Parsing plain text with Logstash filter

The log file is one line of plain text. There is part of text like this:

...there is some text here, Results: 0, Errors: 0, there is some text here...

The goal is to create new fields results and errors and assign proper values to them.

I think it can be achieved by doing something like this in Logstash filter section:

filter {
  grok {
    match => {"message" => "(?<results>Results:) (?<errors>Errors:)"}
  }
  mutate {
    add_field => { "results" => "%{results}" }
  }
  mutate {
    add_field => { "errors" => "%{Errors}" }
  }
}

Could anybody suggest the right way to solve that problem?

Hi

You could try:

filter {
    if [message] =~ /.*Results.*Errors.*/ {
        grok {
            match => { "message" => ".*Results\:\s(?<results>\d*).*Errors\:\s(?<Errors>\d*)"
         }
    }
}

That should get you fields and values for results and errors as strings. If you need those values as numbers just use Mutate's convert function.

@Kryten That didn't work.

The part of the message is:

...:, , Tests run: 1, Failures: 0, Errors: 0, Skipped: 0, , [INFO]...

This is config:

filter {
  if [message] =~ /.*Failures.*Errors.*Skipped.*/ {
    grok {
      match => {"message" => ".*Failures\:\s(?<failures>\d*).*Errors\:\s(?<errors>\d*).*Skipped\:\s(?<skipped>\d*)"}
    }
  }
}

No new fields have been created.

@John_06

If you take the string you supplied as sample to begin with:

...there is some text here, Results: 0, Errors: 0, there is some text here...

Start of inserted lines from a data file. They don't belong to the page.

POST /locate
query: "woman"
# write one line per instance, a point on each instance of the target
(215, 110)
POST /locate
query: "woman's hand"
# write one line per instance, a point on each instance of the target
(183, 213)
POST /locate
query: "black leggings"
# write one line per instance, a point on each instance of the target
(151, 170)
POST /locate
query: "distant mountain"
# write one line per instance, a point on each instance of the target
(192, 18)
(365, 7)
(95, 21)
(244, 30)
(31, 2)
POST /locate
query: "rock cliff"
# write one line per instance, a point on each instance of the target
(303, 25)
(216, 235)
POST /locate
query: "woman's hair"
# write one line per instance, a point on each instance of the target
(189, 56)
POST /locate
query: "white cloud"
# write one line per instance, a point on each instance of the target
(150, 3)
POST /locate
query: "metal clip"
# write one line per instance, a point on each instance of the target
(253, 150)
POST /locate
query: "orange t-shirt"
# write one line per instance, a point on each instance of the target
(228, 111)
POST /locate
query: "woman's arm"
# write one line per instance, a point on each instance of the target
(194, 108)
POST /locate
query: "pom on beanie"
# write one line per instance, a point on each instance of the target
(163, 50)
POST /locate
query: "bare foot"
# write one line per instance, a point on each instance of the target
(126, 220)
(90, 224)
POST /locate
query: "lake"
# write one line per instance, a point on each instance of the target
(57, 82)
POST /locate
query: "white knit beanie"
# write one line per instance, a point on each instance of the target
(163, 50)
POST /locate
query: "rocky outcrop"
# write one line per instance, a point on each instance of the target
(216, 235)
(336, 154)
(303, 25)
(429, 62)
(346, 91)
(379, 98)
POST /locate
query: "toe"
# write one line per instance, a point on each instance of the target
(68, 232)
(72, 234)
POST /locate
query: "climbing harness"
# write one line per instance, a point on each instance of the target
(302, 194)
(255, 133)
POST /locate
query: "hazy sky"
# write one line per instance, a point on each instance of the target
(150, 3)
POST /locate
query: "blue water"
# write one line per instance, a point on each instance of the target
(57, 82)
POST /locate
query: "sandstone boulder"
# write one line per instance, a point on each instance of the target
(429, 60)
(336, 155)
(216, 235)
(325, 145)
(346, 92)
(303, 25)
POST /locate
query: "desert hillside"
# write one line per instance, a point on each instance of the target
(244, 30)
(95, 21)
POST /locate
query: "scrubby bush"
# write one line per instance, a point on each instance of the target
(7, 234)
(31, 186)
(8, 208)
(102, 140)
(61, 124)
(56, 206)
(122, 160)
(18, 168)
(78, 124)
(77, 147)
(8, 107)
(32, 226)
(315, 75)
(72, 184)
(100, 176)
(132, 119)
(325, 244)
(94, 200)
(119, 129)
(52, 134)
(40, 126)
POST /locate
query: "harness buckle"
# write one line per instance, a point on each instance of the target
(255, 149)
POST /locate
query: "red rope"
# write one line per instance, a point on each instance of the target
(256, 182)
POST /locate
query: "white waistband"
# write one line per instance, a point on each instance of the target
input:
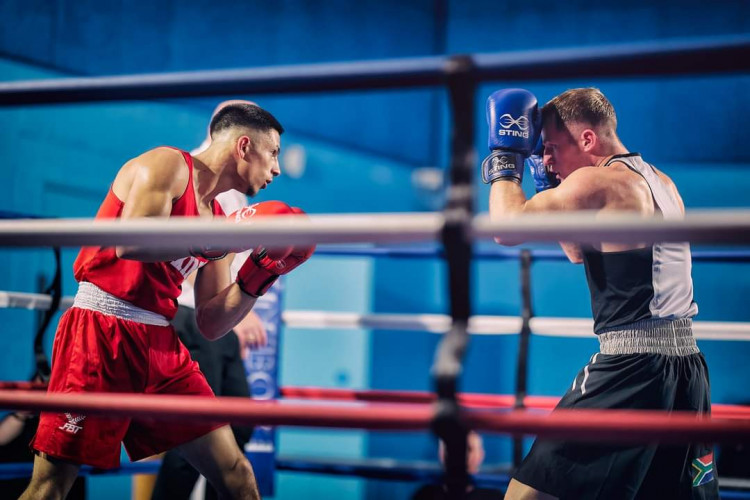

and put it into the grok debugger here:-
https://grokdebug.herokuapp.com/

Then paste in the pattern I supplied:
.*Results\:\s(?<results>\d*).*Errors\:\s(?<Errors>\d*)

You get fields. LS would do the same.

If you then remove the event string from your first post and replace it with the event string from your last, it breaks. Naturally.

To parse the latest event string you provided:-
...:, , Tests run: 1, Failures: 0, Errors: 0, Skipped: 0, , [INFO]...

You could use:
.*run\:\s(?<run>\d*).*Failures\:\s(?<failures>\d*).*Errors\:\s(?<errors>\d*).*Skipped\:\s(?<skipped>\d*).*\[(?<severity>\w*)

and that should yield:
{
"run": [
[
"1"
]
],
"failures": [
[
"0"
]
],
"errors": [
[
"0"
]
],
"skipped": [
[
"0"
]
],
"severity": [
[
"INFO"
]
]
}

Thanks. A little unclear how to handle the case when those variables are repeatable in log message.

E.g.:

...created, Tests run: 1, Failures: 0, Errors: 0, Skipped: 0, there is some text here Results:, , Tests run: 1, Failures: 0, Errors: 0, Skipped: 0, , [INFO]...

The grok filter expression:

.*run\:\s(?<run>\d*).*Failures\:\s(?<failures>\d*).*Errors\:\s(?<errors>\d*).*Skipped\:\s(?<skipped>\d*)

will create fields with two values: run 1, 1; failures 0, 0; errors 0, 0; skipped 0, 0.
Is it possible to get only only value for every field?

@magnusbaeck
Hi Magnus, do you have any thoughts why grok filter assigns to values to the same field?
Though everything works good in Grok debugger - it shows only one value for every field.

This topic was automatically closed 28 days after the last reply. New replies are no longer allowed.